Aboriginal people are the most uneducated, the most involved in crimes and the most unemployed in Dubbo, according to Robert Riley.
Mr Riley made the comments to the Dubbo Regional Council following Thursday evening’s mayoral ballot, calling for the new council to act to eliminate Indigenous disadvantage in the region.
It was an unusual opportunity on a night of firsts; members of the public are not usually given the floor, and the councillors’ undivided attention, after a council meeting has officially concluded.

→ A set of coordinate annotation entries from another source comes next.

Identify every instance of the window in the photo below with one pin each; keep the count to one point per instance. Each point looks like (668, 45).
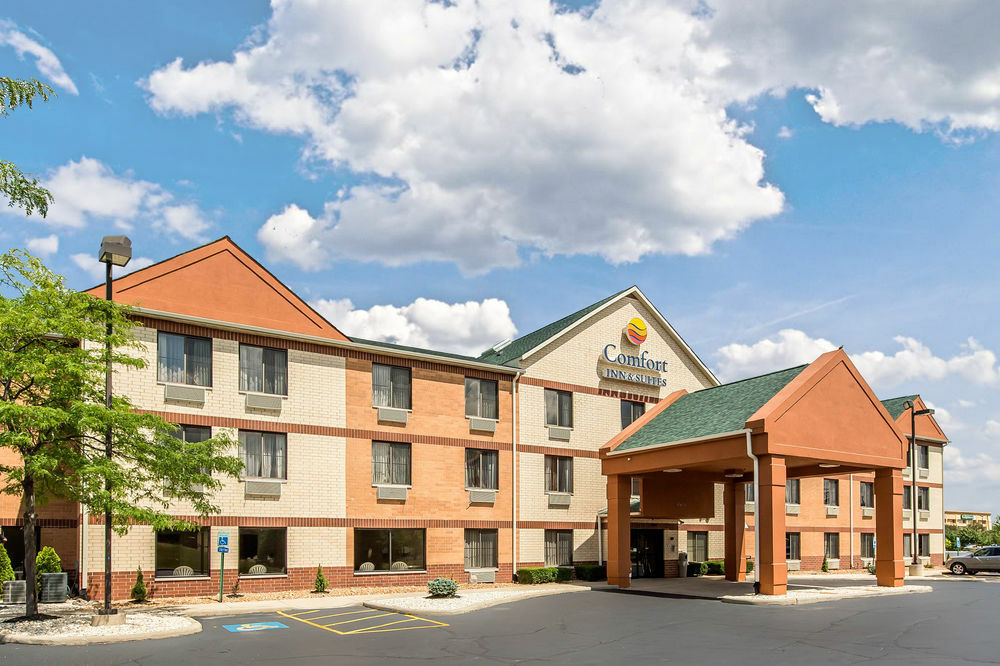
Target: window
(831, 545)
(481, 469)
(631, 410)
(792, 491)
(558, 408)
(923, 457)
(263, 454)
(481, 398)
(793, 546)
(558, 474)
(263, 370)
(183, 359)
(558, 548)
(177, 551)
(868, 545)
(389, 550)
(262, 550)
(831, 492)
(390, 464)
(390, 386)
(480, 549)
(867, 495)
(697, 546)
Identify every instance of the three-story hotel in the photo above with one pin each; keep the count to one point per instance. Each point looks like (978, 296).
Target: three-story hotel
(391, 465)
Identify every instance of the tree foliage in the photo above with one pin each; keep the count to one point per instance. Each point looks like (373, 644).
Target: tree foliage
(53, 416)
(21, 189)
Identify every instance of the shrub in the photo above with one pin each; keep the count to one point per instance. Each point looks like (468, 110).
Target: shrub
(6, 569)
(591, 572)
(537, 575)
(697, 569)
(442, 587)
(319, 585)
(139, 589)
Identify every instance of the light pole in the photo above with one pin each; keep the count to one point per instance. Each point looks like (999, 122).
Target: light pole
(914, 413)
(115, 251)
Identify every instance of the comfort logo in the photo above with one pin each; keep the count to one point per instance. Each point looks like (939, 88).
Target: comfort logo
(636, 331)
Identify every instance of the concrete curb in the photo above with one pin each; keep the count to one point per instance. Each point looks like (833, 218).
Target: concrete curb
(193, 627)
(387, 604)
(854, 593)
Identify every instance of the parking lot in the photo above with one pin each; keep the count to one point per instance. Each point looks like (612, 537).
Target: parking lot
(955, 624)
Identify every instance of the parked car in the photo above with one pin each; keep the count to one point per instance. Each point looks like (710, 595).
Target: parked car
(984, 559)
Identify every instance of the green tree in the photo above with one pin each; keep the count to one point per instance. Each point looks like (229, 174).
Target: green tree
(22, 190)
(53, 417)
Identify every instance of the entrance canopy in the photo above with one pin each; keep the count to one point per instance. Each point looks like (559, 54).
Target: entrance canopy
(811, 420)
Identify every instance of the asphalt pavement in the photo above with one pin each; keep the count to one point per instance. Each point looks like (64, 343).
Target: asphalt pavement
(957, 623)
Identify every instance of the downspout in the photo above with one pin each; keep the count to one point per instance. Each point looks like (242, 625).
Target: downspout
(756, 509)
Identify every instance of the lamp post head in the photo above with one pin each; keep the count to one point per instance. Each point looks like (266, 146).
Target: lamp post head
(116, 250)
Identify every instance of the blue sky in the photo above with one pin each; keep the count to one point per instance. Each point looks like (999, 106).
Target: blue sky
(850, 203)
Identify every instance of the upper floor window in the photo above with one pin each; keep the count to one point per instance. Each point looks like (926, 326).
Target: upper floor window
(390, 386)
(559, 408)
(183, 359)
(631, 410)
(558, 474)
(867, 494)
(831, 492)
(390, 463)
(481, 398)
(481, 469)
(263, 370)
(263, 454)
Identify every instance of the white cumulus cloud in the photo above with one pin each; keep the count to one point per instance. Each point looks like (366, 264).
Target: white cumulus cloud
(464, 328)
(45, 60)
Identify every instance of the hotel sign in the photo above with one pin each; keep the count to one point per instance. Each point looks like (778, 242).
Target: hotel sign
(632, 365)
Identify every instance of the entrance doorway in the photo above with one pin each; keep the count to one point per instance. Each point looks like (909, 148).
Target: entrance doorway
(647, 553)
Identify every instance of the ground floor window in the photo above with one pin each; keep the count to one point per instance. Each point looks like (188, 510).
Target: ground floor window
(182, 553)
(697, 546)
(389, 550)
(793, 546)
(868, 545)
(558, 548)
(831, 545)
(262, 550)
(481, 549)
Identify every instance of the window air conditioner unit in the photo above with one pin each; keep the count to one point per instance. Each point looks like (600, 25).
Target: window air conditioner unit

Mr Riley used the chance to urge the council to bring together state and federal departments and not-for-profit service providers to try and improve outcomes for Indigenous people.
“We make up 15 per cent of the population here in Dubbo … but if we look at education, only roughly 34 per cent of Aboriginal people get an adequate education,” he said.
“Between 50 and 60 per cent of every single crime committed in this town is committed by an Aboriginal person … you look at the unemployment figures, Aboriginal unemployment under the age of 25 is over 30 per cent.
“We’re the fastest growing part of the community, we’re the most uneducated, we’re the most involved in crimes and we’re the most unemployed. It doesn’t mix well for a future of Dubbo.”
He said council was in a unique position to bring the key players out of their silos.
“I look at council as being the only place that is there for every single person in this town,” Mr Riley said.
“They should be the driver of a meeting with police, with FACS [Family and Community Services], with Aboriginal services, with education.”
He said reviews into Aboriginal disadvantage repeatedly found education was the key.
“Let’s get these kids while they’re young,” he said. “Because if you’ve got three kids and I say to you ‘two of them aren’t going to be educated and one them is going to be long-term unemployed’, you’d say ‘no way’. But that’s the stats that we’ve got in this town for Aboriginal people.”
Mr Riley also urged council to consider more partnerships with local Aboriginal service providers and businesses, including his own Growing Futures Nursery, that would be able to provide greater socio-economic benefits for Dubbo than out-of-town providers.
Dubbo Regional Council mayor Ben Shields said Mr Riley’s speech was “a sign of things to come” for a council that was hoping to be more inclusive.